先ず訪れたのは、潟上市昭和豊川にある里山の棚田、通称「草木谷」。100年前(明治22年)に、聖農・石川理紀之助が農業指導において10年間貧農生活を実践した場所です。荒廃し減反地となったこの場所を、地域の大人や子どもがよみがえらせる「谷津田再生プロジェクト(八郎湖水源地として環境に優しい農業に取り組む)」が、数年がかりで田んぼ事業を継続してきたところです。(秋田花まるっ グリーン・ツーリズム推進協議会HPから)。

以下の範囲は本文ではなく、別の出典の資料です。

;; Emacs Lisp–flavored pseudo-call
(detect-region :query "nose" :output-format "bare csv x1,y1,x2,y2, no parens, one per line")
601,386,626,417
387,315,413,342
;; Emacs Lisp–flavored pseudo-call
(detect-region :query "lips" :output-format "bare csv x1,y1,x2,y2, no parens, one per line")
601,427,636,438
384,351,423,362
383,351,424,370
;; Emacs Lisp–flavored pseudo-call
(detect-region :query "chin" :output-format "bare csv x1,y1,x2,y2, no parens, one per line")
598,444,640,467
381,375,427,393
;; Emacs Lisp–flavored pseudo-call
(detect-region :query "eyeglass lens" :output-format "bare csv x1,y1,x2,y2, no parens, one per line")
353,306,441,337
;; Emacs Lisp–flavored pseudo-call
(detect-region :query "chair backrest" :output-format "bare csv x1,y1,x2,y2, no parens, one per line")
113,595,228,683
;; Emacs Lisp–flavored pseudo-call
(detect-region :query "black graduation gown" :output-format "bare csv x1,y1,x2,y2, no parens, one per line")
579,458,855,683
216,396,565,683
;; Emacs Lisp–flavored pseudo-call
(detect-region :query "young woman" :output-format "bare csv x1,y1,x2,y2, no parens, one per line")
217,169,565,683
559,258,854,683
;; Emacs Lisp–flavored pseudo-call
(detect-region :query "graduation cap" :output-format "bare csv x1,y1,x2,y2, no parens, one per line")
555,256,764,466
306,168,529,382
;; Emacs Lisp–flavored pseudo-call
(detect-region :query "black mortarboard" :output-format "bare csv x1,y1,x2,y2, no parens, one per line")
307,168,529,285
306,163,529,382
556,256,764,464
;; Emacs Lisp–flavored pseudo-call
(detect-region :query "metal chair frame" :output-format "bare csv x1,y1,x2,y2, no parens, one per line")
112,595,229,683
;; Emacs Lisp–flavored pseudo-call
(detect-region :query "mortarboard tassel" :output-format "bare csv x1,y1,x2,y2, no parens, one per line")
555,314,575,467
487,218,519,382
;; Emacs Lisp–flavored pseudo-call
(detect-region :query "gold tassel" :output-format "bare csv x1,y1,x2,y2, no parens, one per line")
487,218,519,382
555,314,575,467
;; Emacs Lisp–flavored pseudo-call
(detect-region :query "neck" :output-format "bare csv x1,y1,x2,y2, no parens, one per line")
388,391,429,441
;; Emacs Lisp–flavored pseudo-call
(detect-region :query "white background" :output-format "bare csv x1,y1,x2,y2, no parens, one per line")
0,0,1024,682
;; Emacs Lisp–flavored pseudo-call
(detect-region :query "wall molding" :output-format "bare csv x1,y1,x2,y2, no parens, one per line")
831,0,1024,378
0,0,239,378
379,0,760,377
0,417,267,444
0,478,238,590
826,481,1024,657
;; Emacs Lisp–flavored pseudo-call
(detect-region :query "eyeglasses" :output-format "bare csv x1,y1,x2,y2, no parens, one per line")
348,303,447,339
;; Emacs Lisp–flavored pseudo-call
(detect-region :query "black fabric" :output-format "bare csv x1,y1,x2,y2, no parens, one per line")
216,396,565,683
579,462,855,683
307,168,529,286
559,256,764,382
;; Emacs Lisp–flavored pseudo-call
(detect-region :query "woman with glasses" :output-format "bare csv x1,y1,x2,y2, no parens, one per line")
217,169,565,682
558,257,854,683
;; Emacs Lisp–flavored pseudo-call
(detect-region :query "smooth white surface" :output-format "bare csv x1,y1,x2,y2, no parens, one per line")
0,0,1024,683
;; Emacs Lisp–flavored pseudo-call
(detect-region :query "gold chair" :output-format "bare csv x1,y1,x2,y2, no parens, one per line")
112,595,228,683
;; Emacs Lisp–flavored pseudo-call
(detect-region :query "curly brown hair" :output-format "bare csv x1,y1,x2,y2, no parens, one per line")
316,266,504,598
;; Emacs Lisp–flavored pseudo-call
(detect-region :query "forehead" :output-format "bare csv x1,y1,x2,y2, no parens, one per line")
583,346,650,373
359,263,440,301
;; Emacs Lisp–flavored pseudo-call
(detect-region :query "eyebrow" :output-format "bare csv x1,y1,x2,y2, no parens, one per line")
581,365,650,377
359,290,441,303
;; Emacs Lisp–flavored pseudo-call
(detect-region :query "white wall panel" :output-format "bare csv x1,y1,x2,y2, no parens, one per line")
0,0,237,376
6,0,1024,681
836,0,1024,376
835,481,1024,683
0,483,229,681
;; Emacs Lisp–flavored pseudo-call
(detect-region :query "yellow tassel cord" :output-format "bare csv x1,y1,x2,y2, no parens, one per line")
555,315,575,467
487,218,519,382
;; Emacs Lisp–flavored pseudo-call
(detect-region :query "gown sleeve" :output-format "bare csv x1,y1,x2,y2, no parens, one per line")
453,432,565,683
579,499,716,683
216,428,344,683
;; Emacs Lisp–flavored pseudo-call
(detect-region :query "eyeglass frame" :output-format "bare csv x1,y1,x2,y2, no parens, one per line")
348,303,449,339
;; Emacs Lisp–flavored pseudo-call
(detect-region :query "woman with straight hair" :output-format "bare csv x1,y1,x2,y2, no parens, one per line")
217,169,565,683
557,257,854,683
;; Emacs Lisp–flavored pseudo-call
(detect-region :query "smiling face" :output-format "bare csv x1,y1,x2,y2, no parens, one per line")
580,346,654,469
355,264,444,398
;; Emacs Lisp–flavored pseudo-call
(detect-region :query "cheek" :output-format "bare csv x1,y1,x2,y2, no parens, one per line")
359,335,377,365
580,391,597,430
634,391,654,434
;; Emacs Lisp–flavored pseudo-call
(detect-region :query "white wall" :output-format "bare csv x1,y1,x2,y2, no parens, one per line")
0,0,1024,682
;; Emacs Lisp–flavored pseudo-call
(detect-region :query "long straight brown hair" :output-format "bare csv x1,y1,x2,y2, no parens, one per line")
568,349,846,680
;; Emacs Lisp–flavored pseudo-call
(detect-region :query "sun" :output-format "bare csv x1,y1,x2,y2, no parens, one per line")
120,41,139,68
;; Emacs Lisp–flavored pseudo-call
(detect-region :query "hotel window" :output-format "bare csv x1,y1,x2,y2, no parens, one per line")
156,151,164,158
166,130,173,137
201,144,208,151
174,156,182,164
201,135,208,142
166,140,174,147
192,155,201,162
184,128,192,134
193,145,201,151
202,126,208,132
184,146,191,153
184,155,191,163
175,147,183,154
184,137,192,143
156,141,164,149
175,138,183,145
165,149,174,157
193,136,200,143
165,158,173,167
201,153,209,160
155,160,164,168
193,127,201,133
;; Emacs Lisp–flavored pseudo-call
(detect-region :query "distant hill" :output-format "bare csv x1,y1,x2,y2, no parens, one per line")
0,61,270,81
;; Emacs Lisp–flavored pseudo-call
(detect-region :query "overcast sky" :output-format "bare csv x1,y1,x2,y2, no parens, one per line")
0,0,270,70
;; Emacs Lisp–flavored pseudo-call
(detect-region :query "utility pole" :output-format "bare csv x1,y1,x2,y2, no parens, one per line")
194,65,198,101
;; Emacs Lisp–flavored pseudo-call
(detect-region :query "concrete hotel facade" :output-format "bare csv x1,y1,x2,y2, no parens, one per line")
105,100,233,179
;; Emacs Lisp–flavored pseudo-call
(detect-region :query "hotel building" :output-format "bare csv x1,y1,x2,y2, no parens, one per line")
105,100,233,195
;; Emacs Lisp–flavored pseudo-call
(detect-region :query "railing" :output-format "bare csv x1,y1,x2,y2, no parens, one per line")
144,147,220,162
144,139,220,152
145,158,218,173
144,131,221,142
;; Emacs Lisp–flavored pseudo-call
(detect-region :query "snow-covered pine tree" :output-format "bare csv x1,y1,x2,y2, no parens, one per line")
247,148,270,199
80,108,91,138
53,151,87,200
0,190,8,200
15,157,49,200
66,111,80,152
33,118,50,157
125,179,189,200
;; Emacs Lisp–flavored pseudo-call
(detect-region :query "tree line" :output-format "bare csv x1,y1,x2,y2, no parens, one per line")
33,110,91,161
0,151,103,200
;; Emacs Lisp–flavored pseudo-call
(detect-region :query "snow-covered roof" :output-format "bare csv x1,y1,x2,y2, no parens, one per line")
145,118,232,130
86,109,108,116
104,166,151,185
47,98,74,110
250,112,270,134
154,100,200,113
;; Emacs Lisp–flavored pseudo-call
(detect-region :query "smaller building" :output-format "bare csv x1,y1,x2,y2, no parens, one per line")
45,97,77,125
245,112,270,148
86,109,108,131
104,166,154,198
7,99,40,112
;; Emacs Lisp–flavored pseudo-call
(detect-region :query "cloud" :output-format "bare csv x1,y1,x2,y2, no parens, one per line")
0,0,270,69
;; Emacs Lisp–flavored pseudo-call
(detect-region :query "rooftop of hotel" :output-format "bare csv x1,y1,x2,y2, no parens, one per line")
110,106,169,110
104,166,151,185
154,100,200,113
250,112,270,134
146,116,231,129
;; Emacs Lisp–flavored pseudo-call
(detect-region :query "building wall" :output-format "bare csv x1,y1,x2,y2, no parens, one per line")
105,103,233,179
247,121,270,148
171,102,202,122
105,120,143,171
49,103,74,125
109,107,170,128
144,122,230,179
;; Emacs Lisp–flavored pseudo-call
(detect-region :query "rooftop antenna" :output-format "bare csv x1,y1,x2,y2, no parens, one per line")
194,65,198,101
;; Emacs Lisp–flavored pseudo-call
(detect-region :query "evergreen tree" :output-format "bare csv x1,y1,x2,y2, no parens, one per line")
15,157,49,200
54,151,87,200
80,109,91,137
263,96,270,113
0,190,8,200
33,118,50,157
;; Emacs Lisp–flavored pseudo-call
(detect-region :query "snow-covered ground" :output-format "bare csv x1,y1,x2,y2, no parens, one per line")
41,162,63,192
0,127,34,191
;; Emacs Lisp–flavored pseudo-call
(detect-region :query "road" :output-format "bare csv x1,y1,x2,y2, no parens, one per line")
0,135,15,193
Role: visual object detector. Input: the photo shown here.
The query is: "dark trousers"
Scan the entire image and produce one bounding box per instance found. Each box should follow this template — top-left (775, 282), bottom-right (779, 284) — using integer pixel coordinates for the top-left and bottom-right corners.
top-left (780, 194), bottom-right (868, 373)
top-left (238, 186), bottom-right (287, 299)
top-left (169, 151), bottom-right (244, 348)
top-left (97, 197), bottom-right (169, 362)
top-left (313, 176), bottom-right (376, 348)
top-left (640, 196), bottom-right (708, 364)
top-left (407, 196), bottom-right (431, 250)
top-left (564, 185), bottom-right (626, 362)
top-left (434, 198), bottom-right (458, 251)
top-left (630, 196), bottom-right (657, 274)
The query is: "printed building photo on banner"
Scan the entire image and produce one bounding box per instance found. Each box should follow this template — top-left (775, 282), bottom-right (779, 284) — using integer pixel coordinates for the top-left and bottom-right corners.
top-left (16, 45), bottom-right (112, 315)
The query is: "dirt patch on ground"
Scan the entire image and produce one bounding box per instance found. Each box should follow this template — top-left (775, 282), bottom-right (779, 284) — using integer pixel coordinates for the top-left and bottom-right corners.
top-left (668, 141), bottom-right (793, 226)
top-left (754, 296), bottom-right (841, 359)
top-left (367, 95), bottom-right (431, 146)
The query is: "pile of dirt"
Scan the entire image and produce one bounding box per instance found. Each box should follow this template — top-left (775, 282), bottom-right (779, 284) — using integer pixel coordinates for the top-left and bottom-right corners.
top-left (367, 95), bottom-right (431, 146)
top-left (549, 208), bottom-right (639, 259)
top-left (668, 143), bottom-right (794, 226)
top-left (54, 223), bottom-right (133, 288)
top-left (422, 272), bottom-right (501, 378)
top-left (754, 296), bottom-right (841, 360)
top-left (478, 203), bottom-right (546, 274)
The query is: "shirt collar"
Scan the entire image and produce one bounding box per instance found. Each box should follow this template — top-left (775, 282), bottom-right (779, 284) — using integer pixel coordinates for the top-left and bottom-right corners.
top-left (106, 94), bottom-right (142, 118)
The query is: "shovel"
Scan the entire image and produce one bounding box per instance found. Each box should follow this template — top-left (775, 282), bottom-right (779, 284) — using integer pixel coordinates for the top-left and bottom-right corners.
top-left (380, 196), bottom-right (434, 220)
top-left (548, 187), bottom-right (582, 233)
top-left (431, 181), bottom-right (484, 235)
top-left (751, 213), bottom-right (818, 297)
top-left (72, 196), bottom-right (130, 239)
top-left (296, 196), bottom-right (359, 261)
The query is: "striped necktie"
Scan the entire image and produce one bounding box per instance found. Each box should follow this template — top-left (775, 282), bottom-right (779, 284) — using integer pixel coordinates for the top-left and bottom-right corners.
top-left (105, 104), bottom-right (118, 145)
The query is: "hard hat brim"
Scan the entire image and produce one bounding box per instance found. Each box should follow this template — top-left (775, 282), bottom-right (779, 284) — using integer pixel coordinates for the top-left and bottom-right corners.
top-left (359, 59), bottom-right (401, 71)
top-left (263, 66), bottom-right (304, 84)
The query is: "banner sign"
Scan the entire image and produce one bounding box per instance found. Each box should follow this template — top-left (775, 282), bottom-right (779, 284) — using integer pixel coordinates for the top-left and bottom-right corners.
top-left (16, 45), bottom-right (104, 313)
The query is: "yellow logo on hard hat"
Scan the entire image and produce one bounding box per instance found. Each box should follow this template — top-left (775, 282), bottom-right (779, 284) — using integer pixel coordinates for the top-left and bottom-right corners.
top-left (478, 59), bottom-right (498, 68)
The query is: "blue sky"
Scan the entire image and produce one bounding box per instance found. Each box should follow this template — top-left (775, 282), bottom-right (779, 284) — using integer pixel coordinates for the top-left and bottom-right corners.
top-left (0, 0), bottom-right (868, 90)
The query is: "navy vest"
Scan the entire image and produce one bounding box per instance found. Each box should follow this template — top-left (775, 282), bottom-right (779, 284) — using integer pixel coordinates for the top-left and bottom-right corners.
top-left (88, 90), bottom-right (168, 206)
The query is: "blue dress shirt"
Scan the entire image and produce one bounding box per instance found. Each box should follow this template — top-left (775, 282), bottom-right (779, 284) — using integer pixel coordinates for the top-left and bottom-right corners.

 この里山を守る活動をしている「草木谷を守る会」(石川紀行代表)が、「草木谷」の田んぼと「石川翁」について、大きな杉の木を背景に丁寧に説明をしてくれました。ちなみに石川紀行さんは理紀之助の子孫に当ります。「草木谷」は、子供たちが農業に触れて学ぶ学校田と、酒米(秋田サケコマチ)を作っている田など合わせて1町歩あります。石川理紀之助は明治22年から3年間、ここに寝泊まりし実際に生活をしました。「寝ていて人を起こすことなかれ」と説いた翁の草木谷の原点。

 また理紀之助は、一毛作の秋田で農家の副業を奨励しました。理紀之助の「寝ていて人を起こすことなかれ」と説いた大きな石碑は、凍った堤の氷の上を滑らせて運んだとの事です。傍らの庵は、焼失した庵を5時間で復元したところから「5時庵」と名付けられた、などの興味深い話をうかがうことが出来ました。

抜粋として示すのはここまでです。